The details of exactly how such inference works aren't completely documented (except for walking through the compiler code) so any explanation I give here is going to be, at best, illustrative of the kind of thing going on, and not necessarily completely accurate.
TypeScript 4.0 introduced variadic tuple types as implemented in microsoft/TypeScript#39094. According to that pull request:
The type
[...T]
, whereT
is an array-like type parameter, can conveniently be used to indicate a preference for inference of tuple types.

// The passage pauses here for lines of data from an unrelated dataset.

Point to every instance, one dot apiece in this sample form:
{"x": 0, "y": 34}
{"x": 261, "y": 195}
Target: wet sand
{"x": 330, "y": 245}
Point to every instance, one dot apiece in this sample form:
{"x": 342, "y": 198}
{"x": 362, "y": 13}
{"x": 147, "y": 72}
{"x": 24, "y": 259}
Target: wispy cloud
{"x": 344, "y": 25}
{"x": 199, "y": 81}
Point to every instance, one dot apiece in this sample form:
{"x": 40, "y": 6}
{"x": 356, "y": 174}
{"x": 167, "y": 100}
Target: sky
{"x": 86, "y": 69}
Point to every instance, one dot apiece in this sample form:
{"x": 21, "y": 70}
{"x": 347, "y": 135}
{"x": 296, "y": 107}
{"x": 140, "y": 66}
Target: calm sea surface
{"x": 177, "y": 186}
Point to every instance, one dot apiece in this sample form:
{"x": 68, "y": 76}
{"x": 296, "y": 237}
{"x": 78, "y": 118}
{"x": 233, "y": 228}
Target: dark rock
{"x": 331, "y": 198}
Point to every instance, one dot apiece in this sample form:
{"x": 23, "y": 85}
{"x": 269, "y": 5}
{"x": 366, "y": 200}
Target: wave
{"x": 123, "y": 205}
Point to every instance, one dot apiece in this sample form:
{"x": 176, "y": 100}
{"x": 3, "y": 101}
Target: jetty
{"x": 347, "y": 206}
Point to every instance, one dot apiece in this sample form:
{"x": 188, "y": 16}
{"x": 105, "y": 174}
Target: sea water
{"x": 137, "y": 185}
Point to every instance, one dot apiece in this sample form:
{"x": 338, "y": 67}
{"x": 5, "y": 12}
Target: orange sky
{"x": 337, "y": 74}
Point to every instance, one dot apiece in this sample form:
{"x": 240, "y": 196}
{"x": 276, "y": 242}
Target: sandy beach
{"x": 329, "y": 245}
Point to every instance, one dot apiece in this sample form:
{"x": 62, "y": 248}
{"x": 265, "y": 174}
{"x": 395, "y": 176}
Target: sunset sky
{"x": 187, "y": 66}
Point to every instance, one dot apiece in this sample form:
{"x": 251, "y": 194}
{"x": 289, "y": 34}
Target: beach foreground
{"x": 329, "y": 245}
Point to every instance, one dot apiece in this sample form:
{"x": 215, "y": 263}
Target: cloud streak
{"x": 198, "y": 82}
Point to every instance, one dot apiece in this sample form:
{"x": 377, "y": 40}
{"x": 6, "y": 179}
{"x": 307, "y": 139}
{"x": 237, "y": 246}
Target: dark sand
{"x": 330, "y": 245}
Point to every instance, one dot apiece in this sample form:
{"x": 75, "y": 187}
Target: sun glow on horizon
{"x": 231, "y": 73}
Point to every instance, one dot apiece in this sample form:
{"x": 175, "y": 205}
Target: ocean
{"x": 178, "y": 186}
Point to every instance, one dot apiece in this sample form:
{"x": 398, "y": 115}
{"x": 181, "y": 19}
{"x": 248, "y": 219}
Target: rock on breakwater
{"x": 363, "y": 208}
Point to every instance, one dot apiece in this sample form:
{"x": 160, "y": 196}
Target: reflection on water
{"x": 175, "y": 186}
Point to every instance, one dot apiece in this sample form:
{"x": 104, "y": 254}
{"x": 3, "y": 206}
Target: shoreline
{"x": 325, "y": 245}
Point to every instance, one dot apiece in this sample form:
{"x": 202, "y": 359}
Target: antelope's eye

So if you write <T extends any[]>(t: [...T]) => t
you will tend to get tuples, whereas if you write <T extends any[]>(t: T) => t
you will tend to get arrays.
So with <T,>(t: T extends any[] ? [...T] : never) => t
, the variadic tuple type shows a preference for tuples. But apparently with <T,>(t: T extends any[] ? [...T] : T) => t
it does not, and the T
being present interferes with the inference. Exactly how it interferes is where my knowledge peters out. I'd guess that T
is a "stronger" inference candidate than [...T]
in the conditional type, and so [...T]
is ignored for inference there. This can't be the whole story, since this "strength" doesn't stop <T extends any[]>(t: T | [...T]) => t
from preferring tuples, and T extends any[] ? [...T]: T
is a subtype of T | [...T]
.
So there you go. If I ever find out more specific details about how inference of variadic tuples through conditional types work then I'll come back and edit those in here.
My only solid take-away here is that you should try not to play games with variadic tuples and conditional types if you care about inference. Inferring tuples is probably more easily accomplished with const
type parameters, such as <const T,>(t: T) => t
. But that's out of scope for the question as asked, and might or might not be appropriate for your use cases.